"Captains of Zaatari": Unerschütterliche Macht der Träume

Ausschnitt aus dem Film "Captains of Zaatari"; Foto: Inga Gerke
Ausschnitt aus dem Film "Captains of Zaatari"; Foto: Inga Gerke

Bis zum 25. September läuft in Berlin noch das Human Rights Film Festival. Einer der Festivalbeiträge ist der Dokumentarfilm "Captains of Zaatari". Der ägyptische Regisseur Ali El Arabi erzählt darin von den Träumen jugendlicher Geflüchteter aus Syrien, dem trostlosen Leben im Flüchtlingscamp von Zaatari mithilfe von Fußball zu entkommen. René Wildangel hat den Film für Qantara.de gesehen.

Von René Wildangel

Zaatari ist ein Symbol für das Schicksal syrischer Flüchtlinge. Das Flüchtlingslager in Jordanien wuchs bereits kurz nach Ausbruch des Syrienkrieges rasant an.
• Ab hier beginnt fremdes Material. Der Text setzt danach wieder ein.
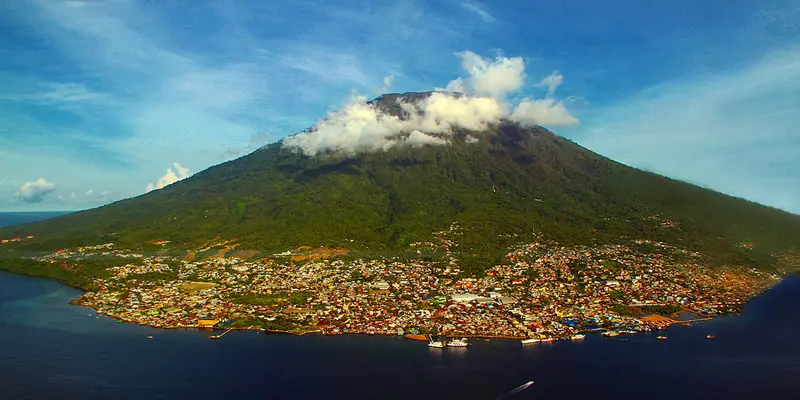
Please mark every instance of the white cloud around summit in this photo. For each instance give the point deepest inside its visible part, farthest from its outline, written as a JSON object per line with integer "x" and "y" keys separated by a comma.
{"x": 169, "y": 177}
{"x": 35, "y": 191}
{"x": 359, "y": 126}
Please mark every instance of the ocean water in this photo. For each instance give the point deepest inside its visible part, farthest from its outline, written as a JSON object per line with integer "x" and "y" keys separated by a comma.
{"x": 50, "y": 349}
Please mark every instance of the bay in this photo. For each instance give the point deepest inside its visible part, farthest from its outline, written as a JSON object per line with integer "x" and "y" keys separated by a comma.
{"x": 50, "y": 349}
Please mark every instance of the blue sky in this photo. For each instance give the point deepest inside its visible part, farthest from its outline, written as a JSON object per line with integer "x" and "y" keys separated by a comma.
{"x": 99, "y": 97}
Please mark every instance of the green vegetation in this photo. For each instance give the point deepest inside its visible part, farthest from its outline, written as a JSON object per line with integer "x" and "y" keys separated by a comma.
{"x": 512, "y": 184}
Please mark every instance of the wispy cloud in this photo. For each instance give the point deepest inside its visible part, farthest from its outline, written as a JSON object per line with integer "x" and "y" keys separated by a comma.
{"x": 718, "y": 131}
{"x": 478, "y": 10}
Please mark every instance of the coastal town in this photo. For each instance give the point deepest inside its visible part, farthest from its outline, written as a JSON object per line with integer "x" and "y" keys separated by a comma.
{"x": 542, "y": 290}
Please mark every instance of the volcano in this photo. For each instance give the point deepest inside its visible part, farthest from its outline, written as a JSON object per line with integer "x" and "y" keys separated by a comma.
{"x": 502, "y": 185}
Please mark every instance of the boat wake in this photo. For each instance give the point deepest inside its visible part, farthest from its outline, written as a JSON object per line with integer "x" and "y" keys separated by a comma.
{"x": 515, "y": 391}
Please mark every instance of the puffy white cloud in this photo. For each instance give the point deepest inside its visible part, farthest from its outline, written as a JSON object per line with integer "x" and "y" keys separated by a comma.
{"x": 552, "y": 81}
{"x": 35, "y": 191}
{"x": 387, "y": 84}
{"x": 419, "y": 139}
{"x": 546, "y": 112}
{"x": 495, "y": 78}
{"x": 169, "y": 178}
{"x": 363, "y": 127}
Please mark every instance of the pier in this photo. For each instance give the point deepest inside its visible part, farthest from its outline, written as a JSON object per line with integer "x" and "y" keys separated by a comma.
{"x": 220, "y": 335}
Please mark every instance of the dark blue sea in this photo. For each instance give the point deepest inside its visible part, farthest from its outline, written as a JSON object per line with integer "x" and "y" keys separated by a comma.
{"x": 52, "y": 350}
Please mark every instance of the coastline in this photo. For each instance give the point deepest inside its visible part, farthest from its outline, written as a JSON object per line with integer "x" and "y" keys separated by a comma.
{"x": 303, "y": 332}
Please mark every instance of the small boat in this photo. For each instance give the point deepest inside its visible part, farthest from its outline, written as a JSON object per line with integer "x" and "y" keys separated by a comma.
{"x": 416, "y": 337}
{"x": 436, "y": 343}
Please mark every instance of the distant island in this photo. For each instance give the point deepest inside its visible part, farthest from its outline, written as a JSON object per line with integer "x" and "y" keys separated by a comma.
{"x": 503, "y": 231}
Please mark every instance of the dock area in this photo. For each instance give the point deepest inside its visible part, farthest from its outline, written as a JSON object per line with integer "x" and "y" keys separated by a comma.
{"x": 220, "y": 335}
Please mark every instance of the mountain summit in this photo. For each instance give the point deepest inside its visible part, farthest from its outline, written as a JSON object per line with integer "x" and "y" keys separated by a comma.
{"x": 391, "y": 172}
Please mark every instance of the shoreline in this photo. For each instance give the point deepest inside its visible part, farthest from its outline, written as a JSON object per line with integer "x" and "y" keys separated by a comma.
{"x": 74, "y": 302}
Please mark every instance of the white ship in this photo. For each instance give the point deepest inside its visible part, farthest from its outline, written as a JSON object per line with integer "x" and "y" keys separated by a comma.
{"x": 578, "y": 336}
{"x": 435, "y": 343}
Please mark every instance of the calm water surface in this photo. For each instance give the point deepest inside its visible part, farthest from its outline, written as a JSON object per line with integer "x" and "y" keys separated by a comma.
{"x": 50, "y": 349}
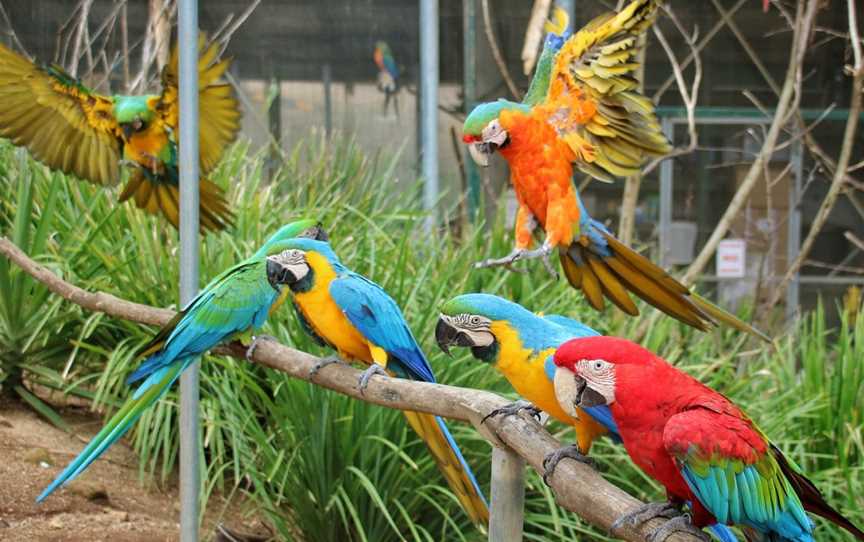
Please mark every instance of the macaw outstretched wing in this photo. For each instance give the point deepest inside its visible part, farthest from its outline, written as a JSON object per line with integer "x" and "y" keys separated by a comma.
{"x": 378, "y": 318}
{"x": 64, "y": 124}
{"x": 220, "y": 114}
{"x": 593, "y": 98}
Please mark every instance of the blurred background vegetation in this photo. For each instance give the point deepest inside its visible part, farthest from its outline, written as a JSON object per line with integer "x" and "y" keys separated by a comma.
{"x": 320, "y": 466}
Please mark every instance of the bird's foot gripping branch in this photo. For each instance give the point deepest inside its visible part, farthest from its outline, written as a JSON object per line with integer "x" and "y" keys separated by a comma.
{"x": 577, "y": 487}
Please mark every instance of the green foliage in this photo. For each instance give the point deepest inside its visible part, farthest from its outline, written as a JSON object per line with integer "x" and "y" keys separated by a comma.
{"x": 321, "y": 466}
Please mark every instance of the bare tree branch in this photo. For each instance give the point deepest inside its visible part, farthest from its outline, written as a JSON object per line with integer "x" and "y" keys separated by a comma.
{"x": 805, "y": 16}
{"x": 837, "y": 182}
{"x": 577, "y": 487}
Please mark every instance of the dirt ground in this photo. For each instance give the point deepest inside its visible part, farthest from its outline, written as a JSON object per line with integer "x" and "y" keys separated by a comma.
{"x": 106, "y": 503}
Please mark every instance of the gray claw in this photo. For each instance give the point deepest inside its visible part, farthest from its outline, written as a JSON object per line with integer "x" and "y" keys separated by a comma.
{"x": 324, "y": 363}
{"x": 373, "y": 370}
{"x": 513, "y": 409}
{"x": 506, "y": 261}
{"x": 255, "y": 341}
{"x": 678, "y": 524}
{"x": 647, "y": 512}
{"x": 566, "y": 452}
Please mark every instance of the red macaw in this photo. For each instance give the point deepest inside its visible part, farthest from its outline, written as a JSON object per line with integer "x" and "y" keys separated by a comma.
{"x": 704, "y": 450}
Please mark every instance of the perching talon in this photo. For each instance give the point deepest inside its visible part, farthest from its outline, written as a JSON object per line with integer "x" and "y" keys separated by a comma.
{"x": 255, "y": 341}
{"x": 373, "y": 370}
{"x": 513, "y": 409}
{"x": 514, "y": 256}
{"x": 679, "y": 524}
{"x": 646, "y": 512}
{"x": 566, "y": 452}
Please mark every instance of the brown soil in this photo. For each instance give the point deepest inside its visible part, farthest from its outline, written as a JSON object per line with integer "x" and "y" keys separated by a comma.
{"x": 107, "y": 502}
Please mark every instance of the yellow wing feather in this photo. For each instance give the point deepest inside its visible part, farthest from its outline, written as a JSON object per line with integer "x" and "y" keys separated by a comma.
{"x": 62, "y": 123}
{"x": 220, "y": 114}
{"x": 610, "y": 126}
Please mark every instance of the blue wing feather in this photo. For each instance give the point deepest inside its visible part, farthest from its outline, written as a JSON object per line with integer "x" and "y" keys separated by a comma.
{"x": 378, "y": 318}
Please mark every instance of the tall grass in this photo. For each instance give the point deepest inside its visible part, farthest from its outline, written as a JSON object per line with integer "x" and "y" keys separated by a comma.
{"x": 320, "y": 466}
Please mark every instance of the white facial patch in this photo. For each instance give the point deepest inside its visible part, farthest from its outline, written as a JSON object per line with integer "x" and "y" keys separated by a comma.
{"x": 567, "y": 390}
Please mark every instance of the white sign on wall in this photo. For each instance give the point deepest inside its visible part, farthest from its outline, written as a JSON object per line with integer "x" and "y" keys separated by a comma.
{"x": 731, "y": 258}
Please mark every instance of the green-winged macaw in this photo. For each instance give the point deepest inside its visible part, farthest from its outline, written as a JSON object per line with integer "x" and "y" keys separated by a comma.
{"x": 73, "y": 129}
{"x": 701, "y": 447}
{"x": 521, "y": 345}
{"x": 357, "y": 318}
{"x": 233, "y": 305}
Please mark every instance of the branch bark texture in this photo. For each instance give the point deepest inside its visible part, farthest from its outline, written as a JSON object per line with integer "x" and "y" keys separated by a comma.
{"x": 577, "y": 487}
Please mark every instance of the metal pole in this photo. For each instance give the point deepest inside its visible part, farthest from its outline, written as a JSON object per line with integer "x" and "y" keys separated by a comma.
{"x": 328, "y": 102}
{"x": 508, "y": 496}
{"x": 793, "y": 225}
{"x": 429, "y": 107}
{"x": 666, "y": 193}
{"x": 187, "y": 15}
{"x": 469, "y": 89}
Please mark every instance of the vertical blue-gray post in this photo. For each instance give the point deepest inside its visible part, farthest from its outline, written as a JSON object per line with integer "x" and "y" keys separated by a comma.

Bald wurde es kaum noch als Lager, viel mehr als Stadt angesehen. Zu Hochzeiten lebten dort 150.000 Menschen, heute sind es noch immer knapp 80.000 syrische Flüchtlinge – die Hälfte von ihnen Kinder. Hier gibt es allein 32 Schulen und acht Krankenhäuser. 

Für das Flüchtlingshilfswerk UNHCR und die zahlreichen vor Ort tätigen humanitären Organisationen war das Lager lange Zeit eine Art interessantes Experimentierfeld. Wie kann eine solche, rasant und chaotisch gewachsene Flüchtlingsstadt besser verwaltet werden? Welche Strategien kann man einsetzen, um ein Stück Normalität zu etablieren? So bezeichnete sich der deutsche UNHCR-Leiter Kilian Kleinschmidt lieber als "Bürgermeister“ von Zaatari, denn als Leiter des Flüchtlingslagers.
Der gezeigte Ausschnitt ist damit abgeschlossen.